Было это на спрямляющей путь тропинке, протоптанной в густой придорожной роще. Коштял остановился и, увидев непривычно свирепое лицо Завазела, понял, что не помешает быть начеку.
Безо всякого вступления разъяренный Завазел бросил ему:
— Мариша с прибылью! От тебя! Не запирайся!
И не успел Коштял не то что возразить, а и рта раскрыть, как Завазел занес руку с чем-то сверкнувшим металлическим блеском.
Коштял безотчетно перехватил его за запястье и, ловко стукнув по кулаку кувшином, который держал в другой руке, заставил выпустить оружие, и оно вывалилось в траву. Оба нагнулись за ним, но солодовник, со всей силой толкнув противника в плечо, отбросил его шага на три, и тот свалился точно куль.
Коштял подошел и стал рассматривать предмет, которым его собирались прикончить: это был старый, но еще не употреблявшийся напильник без насадки, его острие, вставляемое в ручку, было заточено, как шило. Страшное это орудие как нельзя лучше годилось для Завазелова намерения. Скорее всего оно сохранилось у него еще с тех пор, как он слесарничал, пока не пересел на трамвай.
— Твое счастье, что ты напал на меня не со спины,— сказал Коштял, а про себя подумал: «Верней, это мое счастье».
Видно, Завазел не решился казнить его без приговора.
Коштял размахнулся, и напильник, мелькнув в воздухе, прорезал зеленую ряску большой мочажины, гниющей рядом в зарослях.
Это вконец доконало поверженного соперника, и тот от унижения разразился скрежещущими рыданиями, какими плачут обыкновенно глухие.
Коштял подскочил к нему, приподнял и затряс за грудки.
— Закрой рот, балда, и радуйся, что тебя никто не видал! — Он поставил его на ноги и сильным тумаком послал вперед.— И давай топай передо мной, лежебок етакой, не зря ить Мариша кличет тебе: етот мой лежебок.
Завазел повернул к нему свое залитое слезами лицо, он не соображал, что ему говорят, но послушно шел и плакал, как мальчишка, который получил заслуженную взбучку и ему до смерти обидно.
Он так и не понял, что ответил ему Коштял — и ответил ли вообще — на его прямое обвинение насчет Мариши. Но теперь ему стало безразлично, какой был бы ответ. Сомнений не осталось никаких, и самое из всего этого ужасное — что он не смог расквитаться.
Пока человек строит планы мести за смертельное оскорбление, ему невдомек, что толкает его на это ярость и обида, но если ярость сломлена насилием, остается лишь обида, и такая нестерпимая, что неудавшееся убийство кажется ему страшной бедой, бедой неизбывной, ведь только месть могла восстановить жестоко попранную справедливость.

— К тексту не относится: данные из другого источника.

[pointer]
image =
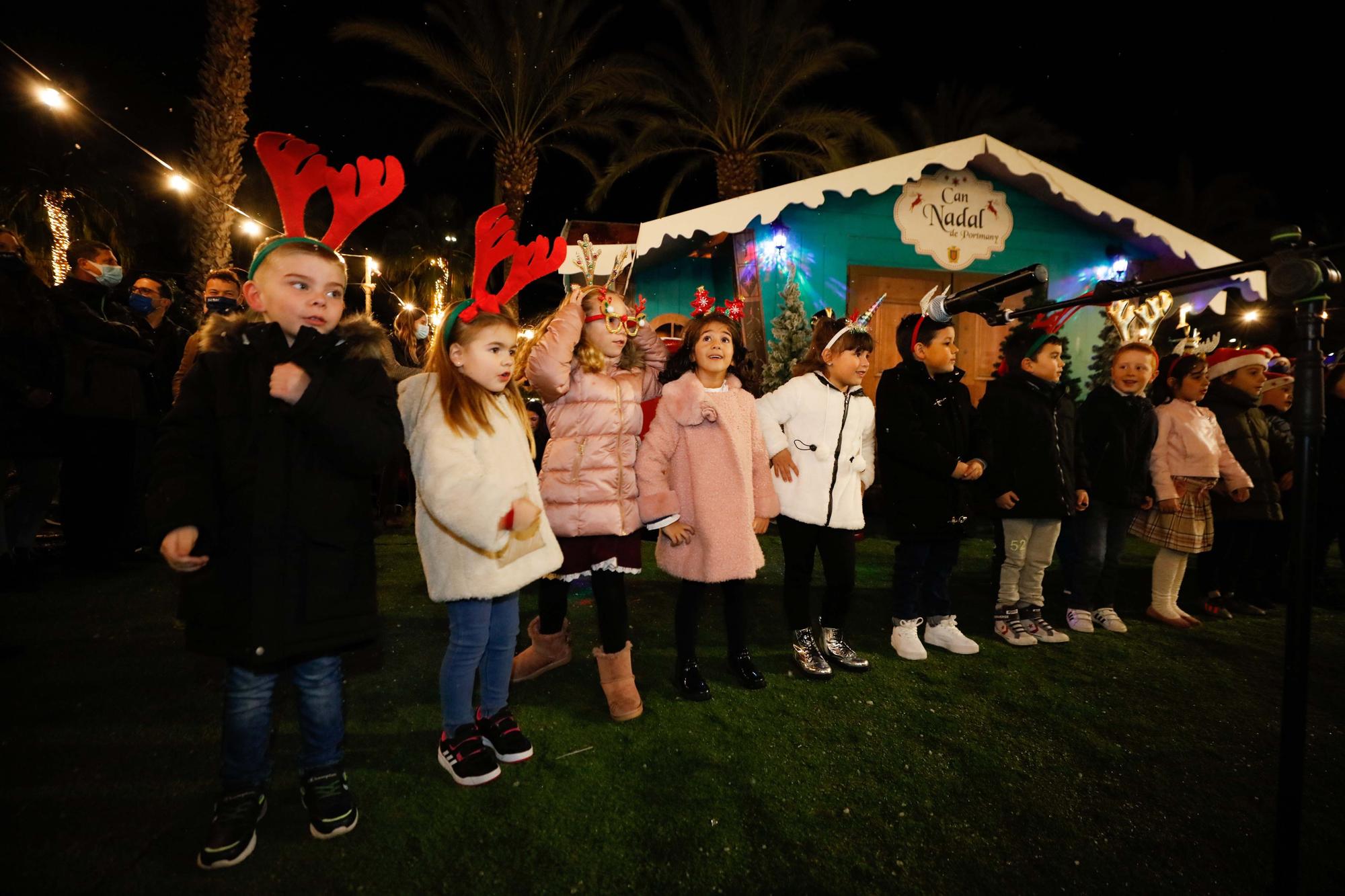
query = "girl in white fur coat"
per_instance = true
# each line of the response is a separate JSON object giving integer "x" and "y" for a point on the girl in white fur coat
{"x": 481, "y": 529}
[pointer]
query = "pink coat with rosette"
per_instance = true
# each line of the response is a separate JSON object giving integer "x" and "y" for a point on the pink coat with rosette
{"x": 588, "y": 470}
{"x": 705, "y": 459}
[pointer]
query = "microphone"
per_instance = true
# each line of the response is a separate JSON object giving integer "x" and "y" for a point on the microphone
{"x": 985, "y": 298}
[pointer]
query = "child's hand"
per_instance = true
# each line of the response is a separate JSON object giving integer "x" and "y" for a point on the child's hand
{"x": 783, "y": 466}
{"x": 679, "y": 533}
{"x": 177, "y": 549}
{"x": 289, "y": 382}
{"x": 525, "y": 514}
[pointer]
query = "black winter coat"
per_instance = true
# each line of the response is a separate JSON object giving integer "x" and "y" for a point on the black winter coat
{"x": 107, "y": 361}
{"x": 926, "y": 425}
{"x": 1032, "y": 428}
{"x": 280, "y": 494}
{"x": 1261, "y": 452}
{"x": 1117, "y": 435}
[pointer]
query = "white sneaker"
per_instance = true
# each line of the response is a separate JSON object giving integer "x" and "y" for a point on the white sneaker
{"x": 1109, "y": 619}
{"x": 906, "y": 641}
{"x": 949, "y": 637}
{"x": 1079, "y": 619}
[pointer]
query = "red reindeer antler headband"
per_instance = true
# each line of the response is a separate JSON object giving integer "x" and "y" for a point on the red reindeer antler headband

Зато огонь ярости, пригашенный в Завазеле, перекинулся в Коштялову душу, да так вспыхнул, что того даже в жар бросило.
У Коштяла тоже кое-что брезжило в голове, просто искушение либо какая задняя мысль, и вот теперь она быстро созревала в намерение. Прежде он легко отгонял или подавлял ее в себе, а сейчас, после нападения Завазела, зло возобладало в нем, да с такой силой, что его охватило нетерпение. Злонамеренность его была бесхитростной:
«Ах, ты так! Ну дождёсси у мене!»
Потом к этому простому выводу прибавились и другие соображения, до того меткие да смекалистые, что Коштял даже поразился собственной смышлености. Хотя бы из-за хитроумия этого дела жаль будет от него отказаться. Правда, делом это не назовешь, наоборот, соль шутки в том, что он ничего не сделает своему сопернику, да и вообще никому.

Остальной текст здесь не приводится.